One or two elephants are killed by poachers in Mozambique's Niassa National Reserve each day. Photo by Cristián Samper © WCS

WCS started working in Niassa two years ago and we have a co-management agreement with the government of Mozambique. It is a very large area in a remote corner of the country, with limited infrastructure. Governance is a challenge because the reserve overlaps with two provinces and eight districts. It includes 15 concessions for hunting and tourism. This requires us to work with multiple partners.

A frontier for poaching, the Niassa reserve was estimated to have just over 12,000 elephants in a late 2011 survey. Those numbers, however, are quickly diminishing. Since 2010, we estimate that 4,000 elephants have been slaughtered for their ivory, with more than 500 killed already in 2014. We will count them -- and the carcasses -- for an updated census later this year.

Two days ago, I had the opportunity to see the killing first hand. A young male elephant had been shot by poachers the day before. They were scared off by our scouts and abandoned the carcass before taking the ivory.

Cristián Samper with WCS/Niassa Reserve field op team investigating carcass left by poachers. The elephant is believed to have been killed with an AK-47. Photo by Alastair Nelson © WCS

I joined the combined government and WCS scout team and we reached the site in a helicopter that we occasionally have for anti-poaching operations. We walked through the dry grass toward a group of small trees at the base of one of the inselbergs.

A young bull, probably less than 15 years old, had fallen to his knees, shot dead. We could only see a single bullet entrance on his right side. The rest of the body was intact and flies covered the carcass. One group of scouts removed the tusks as another set off on the trail of the poachers. The scouts are sleeping in the bush as I write, tracking the poachers in an attempt to apprehend them and avoid any more killings in this area.

Two nights ago, another group of scouts and police conducted an operation in the town of Marrupa, just outside the reserve. Using intelligence gathered over the past ten months, we were able to identify and locate some of the poachers. There was a raid and six people were detained, including four Tanzanians who will be prosecuted under a new wildlife law and face up to eight years in prison.

Confiscated guns, ammunition, and elephant tusks recovered in a raid in the Niassa National Reserve in Mozambique that resulted in the arrest of 6 suspects responsible for killing 39 elephants just in 2014. The raid was conducted Sept. 7. Photo © Luwire.

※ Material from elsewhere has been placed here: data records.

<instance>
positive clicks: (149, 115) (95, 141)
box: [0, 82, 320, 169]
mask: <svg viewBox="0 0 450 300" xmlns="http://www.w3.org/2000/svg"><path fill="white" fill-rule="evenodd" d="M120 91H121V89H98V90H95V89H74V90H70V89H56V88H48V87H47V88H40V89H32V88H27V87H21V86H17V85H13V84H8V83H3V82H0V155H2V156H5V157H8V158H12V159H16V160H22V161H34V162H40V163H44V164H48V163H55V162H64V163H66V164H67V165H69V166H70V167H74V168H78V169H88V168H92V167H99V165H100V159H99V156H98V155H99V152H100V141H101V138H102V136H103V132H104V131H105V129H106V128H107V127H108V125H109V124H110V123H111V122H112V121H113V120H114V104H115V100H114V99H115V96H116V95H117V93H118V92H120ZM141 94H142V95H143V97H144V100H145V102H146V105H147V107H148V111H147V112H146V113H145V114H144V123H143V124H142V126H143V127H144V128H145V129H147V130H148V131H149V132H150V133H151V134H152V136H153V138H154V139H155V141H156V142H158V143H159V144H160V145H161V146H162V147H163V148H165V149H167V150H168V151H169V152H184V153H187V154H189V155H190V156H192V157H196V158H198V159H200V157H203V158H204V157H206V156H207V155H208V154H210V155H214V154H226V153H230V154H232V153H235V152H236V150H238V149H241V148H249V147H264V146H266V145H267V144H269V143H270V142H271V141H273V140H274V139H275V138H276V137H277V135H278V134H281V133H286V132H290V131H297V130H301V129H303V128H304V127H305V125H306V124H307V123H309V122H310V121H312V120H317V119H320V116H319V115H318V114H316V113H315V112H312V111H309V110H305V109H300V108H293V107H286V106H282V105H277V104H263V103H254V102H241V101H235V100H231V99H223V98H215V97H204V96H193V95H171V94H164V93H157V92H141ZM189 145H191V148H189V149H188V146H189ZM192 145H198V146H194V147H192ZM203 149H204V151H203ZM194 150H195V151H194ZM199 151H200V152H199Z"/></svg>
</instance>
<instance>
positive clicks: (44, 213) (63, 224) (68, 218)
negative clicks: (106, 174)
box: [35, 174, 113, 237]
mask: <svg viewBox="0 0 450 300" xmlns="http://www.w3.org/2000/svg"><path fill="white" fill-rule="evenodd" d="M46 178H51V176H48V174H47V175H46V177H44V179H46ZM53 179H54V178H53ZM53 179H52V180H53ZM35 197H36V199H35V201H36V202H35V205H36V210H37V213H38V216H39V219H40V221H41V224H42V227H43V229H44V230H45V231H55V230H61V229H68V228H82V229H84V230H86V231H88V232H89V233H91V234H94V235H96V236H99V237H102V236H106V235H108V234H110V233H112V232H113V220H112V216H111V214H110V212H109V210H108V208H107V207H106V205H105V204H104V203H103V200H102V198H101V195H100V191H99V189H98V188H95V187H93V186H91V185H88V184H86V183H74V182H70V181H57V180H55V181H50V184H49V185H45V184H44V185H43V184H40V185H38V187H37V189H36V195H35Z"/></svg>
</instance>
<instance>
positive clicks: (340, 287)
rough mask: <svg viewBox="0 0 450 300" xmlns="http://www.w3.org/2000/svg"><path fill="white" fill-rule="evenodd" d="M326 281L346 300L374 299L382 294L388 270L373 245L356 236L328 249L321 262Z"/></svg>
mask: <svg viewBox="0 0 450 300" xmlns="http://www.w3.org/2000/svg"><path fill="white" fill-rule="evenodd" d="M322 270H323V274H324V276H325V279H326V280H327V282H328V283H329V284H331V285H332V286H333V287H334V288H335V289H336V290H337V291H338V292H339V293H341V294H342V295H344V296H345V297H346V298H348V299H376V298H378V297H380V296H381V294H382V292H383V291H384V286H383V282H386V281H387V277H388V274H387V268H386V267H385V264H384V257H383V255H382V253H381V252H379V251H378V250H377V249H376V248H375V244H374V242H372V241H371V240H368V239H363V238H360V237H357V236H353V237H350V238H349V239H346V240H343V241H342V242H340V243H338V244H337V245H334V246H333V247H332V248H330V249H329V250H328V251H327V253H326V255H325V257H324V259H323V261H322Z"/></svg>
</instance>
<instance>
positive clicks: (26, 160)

The combined team -- police, concession scouts, and our own scouts -- confiscated two rifles, ammunition, and twelve tusks ranging from 3 to 23 kg. Some of the poachers are recruited from local communities as trackers, but they are but the tip of a larger network of middlemen and traffickers that leads to the markets in China, the United States, and elsewhere.

On Sunday, I visited the village of Mbamba on the Lugenda River. It is a town of about 2,000, mostly children. The houses are made with clay bricks and thatched roofs, with a few mango trees among them. We were greeted by the community leaders and followed by an entourage of a hundred small children who were excited by our visit. They live on maize and cassava grown in the wet season, fishing in the river and hunting bushmeat.

We met with Colleen and Keith Begg, two South African biologists who have lived here for 14 years and have one of the concessions. They are building an environmental center, supporting alternative livelihoods, and managing patrol teams to reduce the pressure on local wildlife.

Mbamba village in Niassa reserve, home to 40,000 people. Photo by Cristián Samper © WCS

As we were flying back to the camp this afternoon, we saw three more dead elephants. We also saw large areas of the landscape burning, mostly by fires started by the poachers. We suspect the fires are meant to hide evidence and tracks and clear the woodland to make it easier to find the elephants.

At times, this can feel like a lost battle, but there are likewise moments of hope. As we gathered for dinner this evening around a fire in a dry river bed, four elephants strode toward us from out of the darkness, approaching the large fig trees by our camp. We sat quietly under a full moon and a gentle breeze, sharing this magnificent place.